"Imaginary time is indistinguishable from directions in space. If one can go north, one can turn around and head south; equally, if one can go forward in imaginary time, one ought to be able to turn around and go backward. This means that there can be no important difference between the forward and backward directions of imaginary time. On the other hand, when one looks at “real” time, there’s a very big difference between the forward and backward directions, as we all know. Where does this difference between the past and the future come from? Why do we remember the past but not the future?"

Stephen W. Hawking, A Brief History of Time

People's opinions on social media aren't formed by understanding critically the media they consume but by a message being repeated by different people.

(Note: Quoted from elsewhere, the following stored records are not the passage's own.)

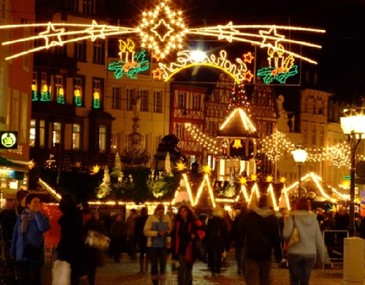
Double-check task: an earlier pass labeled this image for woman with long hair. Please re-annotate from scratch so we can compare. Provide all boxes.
[283,197,324,285]
[171,205,204,285]
[10,193,50,285]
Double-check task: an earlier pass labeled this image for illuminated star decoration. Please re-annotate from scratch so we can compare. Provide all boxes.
[176,162,186,171]
[202,165,212,174]
[39,22,65,49]
[108,39,150,79]
[266,175,274,183]
[0,0,325,64]
[240,177,247,185]
[138,0,187,59]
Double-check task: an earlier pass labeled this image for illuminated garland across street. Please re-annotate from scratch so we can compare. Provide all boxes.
[108,39,150,79]
[0,0,325,67]
[154,50,254,83]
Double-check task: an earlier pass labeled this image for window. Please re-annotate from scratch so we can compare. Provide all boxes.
[54,75,66,104]
[40,72,52,102]
[74,41,86,61]
[93,39,105,64]
[140,90,148,112]
[193,93,200,110]
[126,89,136,111]
[82,0,95,15]
[0,0,7,20]
[73,77,84,107]
[176,123,184,139]
[99,125,106,152]
[32,72,38,101]
[153,91,162,113]
[92,78,104,109]
[177,92,186,108]
[39,120,46,148]
[29,119,36,147]
[112,87,122,110]
[52,122,61,146]
[72,124,81,150]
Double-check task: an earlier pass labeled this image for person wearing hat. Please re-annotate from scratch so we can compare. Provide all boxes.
[143,204,172,285]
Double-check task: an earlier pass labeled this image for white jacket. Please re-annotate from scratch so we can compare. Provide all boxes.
[283,210,325,262]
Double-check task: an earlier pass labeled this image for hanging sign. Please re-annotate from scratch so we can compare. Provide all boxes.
[0,131,18,149]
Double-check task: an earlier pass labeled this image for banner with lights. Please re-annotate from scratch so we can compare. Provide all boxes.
[0,0,325,84]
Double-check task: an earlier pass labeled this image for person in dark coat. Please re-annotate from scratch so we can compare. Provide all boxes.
[0,199,18,271]
[10,193,50,285]
[242,194,282,285]
[134,207,148,273]
[231,204,247,275]
[205,207,228,276]
[110,212,125,263]
[56,194,85,285]
[84,206,108,285]
[171,205,204,285]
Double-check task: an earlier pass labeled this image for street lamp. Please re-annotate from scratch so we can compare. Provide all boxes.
[341,108,365,236]
[291,145,308,198]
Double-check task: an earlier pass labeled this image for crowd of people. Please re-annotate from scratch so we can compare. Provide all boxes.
[0,190,358,285]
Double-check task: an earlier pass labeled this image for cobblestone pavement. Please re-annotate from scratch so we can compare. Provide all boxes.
[90,252,343,285]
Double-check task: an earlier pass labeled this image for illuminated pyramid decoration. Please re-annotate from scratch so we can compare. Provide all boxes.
[217,84,257,138]
[217,107,258,138]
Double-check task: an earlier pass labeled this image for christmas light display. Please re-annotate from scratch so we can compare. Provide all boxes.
[184,123,219,154]
[0,0,325,64]
[108,39,150,79]
[257,45,298,84]
[261,131,295,162]
[219,108,256,133]
[153,50,253,83]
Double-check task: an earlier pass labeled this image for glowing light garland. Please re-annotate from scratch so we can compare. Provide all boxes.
[261,131,295,162]
[184,123,219,154]
[257,45,298,84]
[219,108,256,133]
[0,0,325,64]
[108,39,150,79]
[154,50,253,83]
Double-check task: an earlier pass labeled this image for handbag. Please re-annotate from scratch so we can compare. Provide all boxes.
[23,243,43,260]
[52,260,71,285]
[288,217,300,247]
[85,230,110,250]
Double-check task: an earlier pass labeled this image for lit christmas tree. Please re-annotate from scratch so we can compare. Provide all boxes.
[96,166,110,198]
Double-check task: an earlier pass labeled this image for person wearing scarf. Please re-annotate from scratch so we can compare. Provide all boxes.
[10,193,50,285]
[171,205,205,285]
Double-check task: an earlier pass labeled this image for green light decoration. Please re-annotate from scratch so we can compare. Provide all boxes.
[74,96,82,107]
[108,50,150,79]
[41,91,51,102]
[257,44,298,84]
[93,91,100,109]
[57,88,66,104]
[257,65,298,84]
[74,89,82,107]
[32,90,38,102]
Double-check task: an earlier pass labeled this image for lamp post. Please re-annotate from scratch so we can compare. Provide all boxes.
[341,108,365,236]
[292,145,308,198]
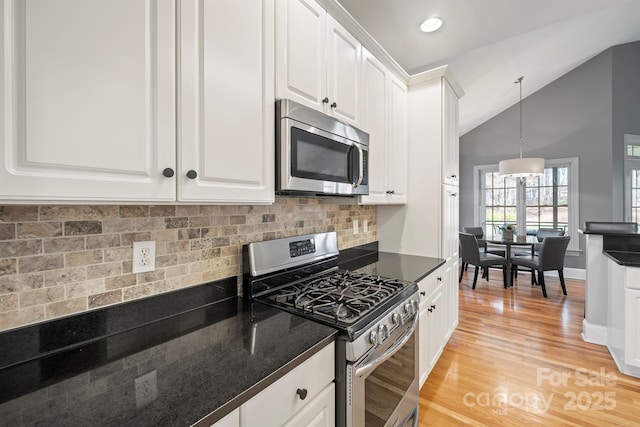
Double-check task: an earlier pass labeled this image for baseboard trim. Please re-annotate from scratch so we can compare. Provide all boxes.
[582,319,607,345]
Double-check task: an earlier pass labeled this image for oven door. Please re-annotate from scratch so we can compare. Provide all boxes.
[347,313,420,427]
[278,118,369,195]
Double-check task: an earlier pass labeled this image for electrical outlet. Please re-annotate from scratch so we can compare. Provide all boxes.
[132,240,156,273]
[134,369,158,408]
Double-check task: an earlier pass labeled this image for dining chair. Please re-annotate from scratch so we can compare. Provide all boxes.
[458,232,508,289]
[511,236,571,298]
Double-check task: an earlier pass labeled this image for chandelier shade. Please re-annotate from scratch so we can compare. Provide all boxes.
[498,77,544,179]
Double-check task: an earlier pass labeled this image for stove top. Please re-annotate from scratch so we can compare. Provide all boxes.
[266,271,411,324]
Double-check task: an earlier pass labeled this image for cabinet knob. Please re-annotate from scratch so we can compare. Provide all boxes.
[296,388,307,400]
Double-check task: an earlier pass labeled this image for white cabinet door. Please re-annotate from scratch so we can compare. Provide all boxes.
[284,383,336,427]
[360,49,408,205]
[442,79,460,185]
[388,75,408,203]
[361,49,389,204]
[0,0,176,202]
[616,290,640,367]
[211,409,240,427]
[240,343,335,427]
[325,15,362,125]
[276,0,362,126]
[276,0,327,111]
[177,0,275,203]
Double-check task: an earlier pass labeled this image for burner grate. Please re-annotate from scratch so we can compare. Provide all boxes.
[269,271,408,323]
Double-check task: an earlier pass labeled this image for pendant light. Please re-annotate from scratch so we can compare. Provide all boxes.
[498,77,544,180]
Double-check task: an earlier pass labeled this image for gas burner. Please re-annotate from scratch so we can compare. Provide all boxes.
[268,271,408,323]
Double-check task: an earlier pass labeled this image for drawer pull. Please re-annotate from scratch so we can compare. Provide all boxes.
[296,388,307,400]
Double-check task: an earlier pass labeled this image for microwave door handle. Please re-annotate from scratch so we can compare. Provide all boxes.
[353,144,364,188]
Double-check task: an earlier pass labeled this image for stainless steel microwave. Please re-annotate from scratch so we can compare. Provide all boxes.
[276,99,369,196]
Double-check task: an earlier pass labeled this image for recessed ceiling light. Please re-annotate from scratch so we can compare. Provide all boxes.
[420,18,442,33]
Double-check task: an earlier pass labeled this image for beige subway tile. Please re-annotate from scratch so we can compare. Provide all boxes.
[0,258,18,276]
[64,249,104,267]
[103,247,133,262]
[18,254,64,274]
[0,272,44,294]
[42,236,85,254]
[0,293,20,313]
[85,234,122,249]
[65,279,105,299]
[45,297,88,319]
[44,267,87,286]
[80,205,120,219]
[87,261,122,279]
[20,286,65,308]
[0,306,45,331]
[89,289,123,308]
[104,274,137,290]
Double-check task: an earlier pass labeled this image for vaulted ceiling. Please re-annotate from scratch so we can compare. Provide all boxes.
[337,0,640,135]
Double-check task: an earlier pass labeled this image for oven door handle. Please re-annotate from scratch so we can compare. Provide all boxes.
[355,313,418,377]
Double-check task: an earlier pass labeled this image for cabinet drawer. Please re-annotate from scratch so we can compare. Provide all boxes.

It reminds me of Huxley's hypnopedic messages are delivered to children as a form of State propaganda, they can't be used to teach them knowledge, but impulses of hedonism and sexual desire, on one hand, and of disgust towards lower classes, on the other; such messages are delivered to French people on television in the purest form while watching the television with their families, and it also reminds me of optimization for engagement, which feels like having a dinner with your family, for some part because it works by forgetting that its experience is a sequence of short, but repeated rewards.

My feelings that this sort of propaganda seems to work better if it's associated with food or your family, or with design principles that are meant to take people's time without their consent, or if you consume it before going to sleep; that our archaic brains seem most sensitive to it; and that it's converted into habits and values while we're sleeping, might not be a coincidence.